May an arbitration clause contained within a charter party be considered validly embedded in a bill of lading?
The Court of Ravenna has recently dealt with a matter of great practical relevance for transport operators, i.e. whether the arbitration clause contained within a charter party may be considered validly embedded in a bill of lading.
Italian case-law tends to consider the validity of such incorporation whenever the bill of lading makes a perfect reference (so-called “per relationem perfectam”) to a valid arbitration clause contained in the relevant charter party (please see Supreme Court’s judgements no. 6787/1992 and no. 3029/2002).
In the case at issue, the parties had entered into a charter party containing an arbitration clause providing that any dispute arising from the commercial relationship was to be brought before an arbitration panel.

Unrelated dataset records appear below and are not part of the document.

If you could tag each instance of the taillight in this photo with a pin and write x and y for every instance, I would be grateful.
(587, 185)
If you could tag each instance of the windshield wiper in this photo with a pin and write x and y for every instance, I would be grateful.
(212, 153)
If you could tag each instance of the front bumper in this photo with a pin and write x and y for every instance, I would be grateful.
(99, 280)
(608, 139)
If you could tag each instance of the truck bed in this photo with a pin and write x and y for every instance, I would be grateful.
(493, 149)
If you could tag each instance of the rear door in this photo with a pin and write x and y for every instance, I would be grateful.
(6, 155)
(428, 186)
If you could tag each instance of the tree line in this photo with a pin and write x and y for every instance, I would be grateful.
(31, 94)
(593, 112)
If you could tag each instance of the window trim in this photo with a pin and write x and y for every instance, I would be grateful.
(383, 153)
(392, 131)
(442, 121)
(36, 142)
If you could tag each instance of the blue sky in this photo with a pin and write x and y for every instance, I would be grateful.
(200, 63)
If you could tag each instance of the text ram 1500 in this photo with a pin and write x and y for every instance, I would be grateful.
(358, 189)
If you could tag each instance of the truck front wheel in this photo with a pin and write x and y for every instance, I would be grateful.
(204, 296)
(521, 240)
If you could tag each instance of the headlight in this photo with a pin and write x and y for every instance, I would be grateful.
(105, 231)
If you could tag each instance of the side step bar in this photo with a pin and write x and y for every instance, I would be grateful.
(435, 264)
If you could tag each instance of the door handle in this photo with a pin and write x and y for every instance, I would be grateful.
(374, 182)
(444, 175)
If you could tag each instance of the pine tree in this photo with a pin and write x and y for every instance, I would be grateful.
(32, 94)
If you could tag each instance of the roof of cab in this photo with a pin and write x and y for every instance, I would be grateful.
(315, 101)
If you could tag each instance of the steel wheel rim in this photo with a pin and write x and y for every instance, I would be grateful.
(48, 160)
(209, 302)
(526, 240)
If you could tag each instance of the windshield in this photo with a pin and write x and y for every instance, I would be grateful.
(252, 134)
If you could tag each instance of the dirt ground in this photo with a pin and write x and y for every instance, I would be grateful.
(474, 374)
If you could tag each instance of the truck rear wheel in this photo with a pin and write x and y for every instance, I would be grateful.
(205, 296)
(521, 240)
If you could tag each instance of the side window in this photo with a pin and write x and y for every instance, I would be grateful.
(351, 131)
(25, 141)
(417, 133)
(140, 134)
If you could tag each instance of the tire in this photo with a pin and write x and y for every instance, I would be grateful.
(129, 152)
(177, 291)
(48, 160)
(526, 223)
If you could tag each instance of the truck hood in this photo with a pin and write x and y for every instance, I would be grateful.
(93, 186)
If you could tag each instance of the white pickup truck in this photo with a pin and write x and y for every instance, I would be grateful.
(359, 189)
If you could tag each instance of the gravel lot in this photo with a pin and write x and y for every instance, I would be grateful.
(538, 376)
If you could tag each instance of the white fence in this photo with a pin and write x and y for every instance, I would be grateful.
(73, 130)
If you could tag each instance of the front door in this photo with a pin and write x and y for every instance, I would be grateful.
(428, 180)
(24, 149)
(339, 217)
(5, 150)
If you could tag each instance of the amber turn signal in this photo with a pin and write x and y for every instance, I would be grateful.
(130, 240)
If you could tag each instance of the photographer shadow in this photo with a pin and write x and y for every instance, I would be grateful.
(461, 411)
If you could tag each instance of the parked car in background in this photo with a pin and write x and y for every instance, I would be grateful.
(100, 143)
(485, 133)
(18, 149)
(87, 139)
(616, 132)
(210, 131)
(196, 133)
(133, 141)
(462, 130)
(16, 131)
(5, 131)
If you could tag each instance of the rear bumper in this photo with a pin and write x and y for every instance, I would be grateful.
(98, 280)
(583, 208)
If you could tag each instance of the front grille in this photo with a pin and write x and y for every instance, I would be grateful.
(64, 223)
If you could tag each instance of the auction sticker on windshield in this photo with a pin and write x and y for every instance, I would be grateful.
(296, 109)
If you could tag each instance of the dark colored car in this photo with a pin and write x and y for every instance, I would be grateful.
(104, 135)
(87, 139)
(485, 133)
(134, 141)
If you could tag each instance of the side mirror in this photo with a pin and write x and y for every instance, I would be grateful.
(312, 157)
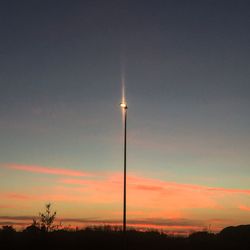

Said provision was also referred to in the charter party’s additional clauses, where the applicability of the English law and the directions for the appointment of arbitrators were also specified.
As far as we are concerned, it should be highlighted that the aforementioned charter party was explicitly referred to in the front page of the bills of lading on the strength of which the complainant took legal action and that a provision on the back of such bills of lading provided that all the terms of the charter party, including arbitration clause and dispute settlement, should be considered as incorporated therein.
So, the Court confirmed the abovementioned case-law, declaring it had no jurisdiction and acknowledging, on the contrary, the jurisdiction of the arbitral panel, since the “relatio perfecta” between the bill of lading and the charter party allowed the arbitration clause to be considered validly incorporated in the bill of lading.
Who is entitled to compensation pursuant to Article 13 of the CMR?
As is known, pursuant to Article 1689 of the Italian Civil Code, the rights arising from the contract of carriage vis-à-vis the carrier are transferred to the consignee when, once the goods have reached their destination or the deadline for their delivery has expired, this latter demands or takes delivery of the goods or makes a claim under the contract of carriage.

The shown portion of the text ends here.